Research just completed by SoftScan, the IT security specialist, suggests there are five main reasons that inbound company email gets delayed, causing user frustration and a download backlog when the problem is cleared.
Stats from the firm's technical help desk shows that organisations altering their internal settings is the main reason, often preventing users from seeing their inbound email messages for up to 24 hours.
The second reason is that the email server has crashed, followed by the wrong firewall settings having been entered.
The fourth reason is that the mail exchange records have been changed incorrectly, whilst the fifth most popular reason is that the email server is running out of space.
According to SoftScan, even after the problem has been cleared, the backlog of email queued can take a while to clear because of the way the SMTP (simple mail transfer protocol) system works.
Each message, says the firm, has to have a `handshake' with the email server it is sent to and the server it is sent from, before it can be accepted by the destination email server. This can prolong the time even further before email messages get through to users.
"This issue was recently highlighted by an enquiry from a firm of solicitors whose email had been stopped by no fault of their own," said Phil Watts, SoftScan's UK MD.
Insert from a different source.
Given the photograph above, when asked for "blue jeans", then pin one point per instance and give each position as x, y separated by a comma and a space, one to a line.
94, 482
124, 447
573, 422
"The IT director was completely frustrated that they couldn't access JUst two emails that were of critical importance to the business and had to wait until they were downloaded, along with the other two thousand messages queued, once the service issue was resolved," he added.
Good comments and good research guys, but what about the most common reason yours truly has come across with email being delayed - the email being spooled somewhere on the Internet.
It happens - on all eight of my mailboxes.
Yes, folks, I really do have that many mailboxes. There's a message in there - somewhere.